Two suicide bombers, carrying explosives in large suitcases, attacked the departure hall at Brussels Airport in Zaventem. The first explosion occurred at 07:58 in check-in row 11; the second explosion occurred about nine seconds later in check-in row 2. The suicide bombers were visible in CCTV footage. Some witnesses said that before the first explosion occurred, there were shouts in Arabic. Some also reported hearing gunfire but investigators established that no shots were fired, although both suicide bombers were carrying handguns which had detonated due to the explosions.

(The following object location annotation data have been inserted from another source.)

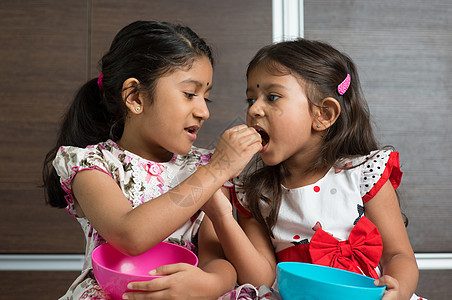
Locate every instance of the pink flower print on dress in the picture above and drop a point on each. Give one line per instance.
(154, 169)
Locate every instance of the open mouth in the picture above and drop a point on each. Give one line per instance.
(192, 129)
(265, 137)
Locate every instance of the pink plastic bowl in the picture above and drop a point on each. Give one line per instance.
(114, 270)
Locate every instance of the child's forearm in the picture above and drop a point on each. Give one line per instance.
(403, 268)
(252, 266)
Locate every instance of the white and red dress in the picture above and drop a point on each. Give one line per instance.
(324, 223)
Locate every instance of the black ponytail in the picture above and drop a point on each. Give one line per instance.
(145, 50)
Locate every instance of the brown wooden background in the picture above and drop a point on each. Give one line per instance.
(48, 48)
(403, 50)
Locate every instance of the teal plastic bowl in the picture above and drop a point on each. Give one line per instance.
(308, 281)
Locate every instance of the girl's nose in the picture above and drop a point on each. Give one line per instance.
(256, 109)
(201, 110)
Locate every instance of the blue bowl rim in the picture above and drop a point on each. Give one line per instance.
(334, 270)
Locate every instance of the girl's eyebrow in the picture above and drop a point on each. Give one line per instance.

A third suicide bomber left the airport without detonating his bomb, which was later found in a search of the airport and destroyed by a controlled explosion.

===Maelbeek metro station===
Just over an hour later, at 9:11, a suicide bomber detonated a bomb in a rucksack in the middle carriage of a three-carriage train at Maelbeek metro station, located near the European Commission headquarters in the European Quarter of Brussels, 10 km from Brussels Airport. The train was travelling on line 5 towards the city centre, and was pulling out of Maelbeek metro station when the bomb exploded. The driver immediately stopped the train and helped to evacuate the passengers. The Brussels Metro was subsequently shut down at 09:27.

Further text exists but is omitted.